Die strenge Diät für den überfetteten Staat widersprach zwar allen Glaubenssätzen der Sozialdemokratie, hat aber blendend funktioniert. Heute sind die Steuern in Schweden niedriger als in Österreich, die Arbeitnehmer verdienen bei gleichem Bruttolohn deutlich mehr netto als hierzulande – und die Staatschulden liegen bei etwa 35 Prozent der Wirtschaftsleistung, nicht einmal die Hälfte des österreichischen Wertes.

Kein Wunder, dass dies für die Babler-SPÖ nicht gerade als Vorbild taugt, wo ja schon die Frage nach der Finanzierung des Sozialstaates als unmenschlich gilt.

Lieber IS als Ikea

Ähnliches trifft auch auf die Migrationspolitik zu, die im mental durch und durch sozialdemokratisch geprägten Schweden zu exzessiver Willkommenskultur mit den bekannten unerquicklichen Nebenwirkungen geführt hat: Stadtteile, die zu No-Go-Areas verkommen, Bandenkriminalität am Rande des Bürgerkriegs, Parallelgesellschaften, in denen mehr für den Islamischen Staat (IS) als für Ikea geschwärmt wird.

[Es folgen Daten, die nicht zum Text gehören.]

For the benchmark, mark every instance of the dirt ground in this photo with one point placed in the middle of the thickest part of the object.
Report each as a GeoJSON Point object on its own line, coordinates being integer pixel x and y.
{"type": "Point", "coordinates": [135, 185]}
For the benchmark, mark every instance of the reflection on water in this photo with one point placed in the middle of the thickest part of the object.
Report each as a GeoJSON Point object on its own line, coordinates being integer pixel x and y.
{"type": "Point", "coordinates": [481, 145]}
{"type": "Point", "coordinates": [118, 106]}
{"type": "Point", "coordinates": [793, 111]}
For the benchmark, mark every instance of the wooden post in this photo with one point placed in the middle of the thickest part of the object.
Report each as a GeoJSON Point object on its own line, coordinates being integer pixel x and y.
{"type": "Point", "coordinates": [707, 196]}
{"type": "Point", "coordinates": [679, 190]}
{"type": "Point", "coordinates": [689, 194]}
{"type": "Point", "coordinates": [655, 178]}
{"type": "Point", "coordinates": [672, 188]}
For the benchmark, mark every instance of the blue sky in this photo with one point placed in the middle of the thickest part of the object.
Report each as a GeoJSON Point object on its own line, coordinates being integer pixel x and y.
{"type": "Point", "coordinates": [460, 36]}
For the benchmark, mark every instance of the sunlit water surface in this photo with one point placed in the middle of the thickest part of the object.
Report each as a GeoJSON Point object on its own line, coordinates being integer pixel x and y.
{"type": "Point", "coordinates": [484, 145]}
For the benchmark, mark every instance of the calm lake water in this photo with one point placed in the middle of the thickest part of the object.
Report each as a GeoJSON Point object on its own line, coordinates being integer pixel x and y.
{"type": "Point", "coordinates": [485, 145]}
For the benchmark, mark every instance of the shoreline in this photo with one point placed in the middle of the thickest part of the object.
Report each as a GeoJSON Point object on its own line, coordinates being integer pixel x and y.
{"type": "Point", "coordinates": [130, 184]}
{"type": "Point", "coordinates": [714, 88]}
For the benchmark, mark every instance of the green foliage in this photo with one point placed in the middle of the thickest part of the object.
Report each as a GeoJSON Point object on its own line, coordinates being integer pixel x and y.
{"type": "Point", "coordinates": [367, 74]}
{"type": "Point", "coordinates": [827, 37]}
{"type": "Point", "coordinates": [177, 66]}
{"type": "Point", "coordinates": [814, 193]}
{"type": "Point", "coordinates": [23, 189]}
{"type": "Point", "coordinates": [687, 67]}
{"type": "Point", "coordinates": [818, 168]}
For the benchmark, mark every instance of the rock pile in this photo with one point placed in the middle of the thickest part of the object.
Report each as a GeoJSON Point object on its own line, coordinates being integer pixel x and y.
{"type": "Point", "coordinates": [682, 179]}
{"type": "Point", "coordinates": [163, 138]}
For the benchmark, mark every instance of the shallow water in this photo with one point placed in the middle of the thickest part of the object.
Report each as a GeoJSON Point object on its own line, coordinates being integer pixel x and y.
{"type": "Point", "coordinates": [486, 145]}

Das erzwingt nun einen entschlossenen Rückbau der sozialdemokratischen Politik der offenen Tür. »Schweden ändert im November 2015 den Kurs. Die Regierung sieht, dass die Situation außer Kontrolle gerät. Die stellvertretende Ministerpräsidentin Asa Romson bricht zwar in Tränen aus, als sie die Maßnahmen ankündigt«, notierte die Welt, »aber die Botschaft ist klar: Schweden stoppt die unbegrenzte Aufnahme von Flüchtlingen – und macht die ersten Schritte weg vom extrem liberalen Asylrecht hin zu mehr Abschreckung.«

Auch hier gilt: Kein Wunder, dass dies der SPÖ nicht wirklich als Vorbild gilt, weil dort ja noch immer die Willkommenskultur romantisch verklärt wird. Genauso übrigens wie die Neutralität, jahrzehntelang ein Herzstück der schwedischen Identität. Doch auch dieses Vorbild ist nicht mehr, seit sich Stockholm entschlossen hat, der NATO beizutreten – ein für hiesige Sozialdemokraten völlig unvorstellbares Sakrileg.

Zwei Farben Rot

Ganz gleich, wie man all diese doch eher radikalen Änderungen dessen, was die schwedische Sozialdemokratie politisch darstellt, beurteilen mag, eines kann sie getrost für sich verbuchen: die Fähigkeit, angesichts selbst verursachter Probleme über den eigenen Schatten zu springen, so nach dem Motto: Niemand kann mich daran hindern, klüger zu werden. Zumindest daran könnte sich die SPÖ ja noch ein Vorbild nehmen.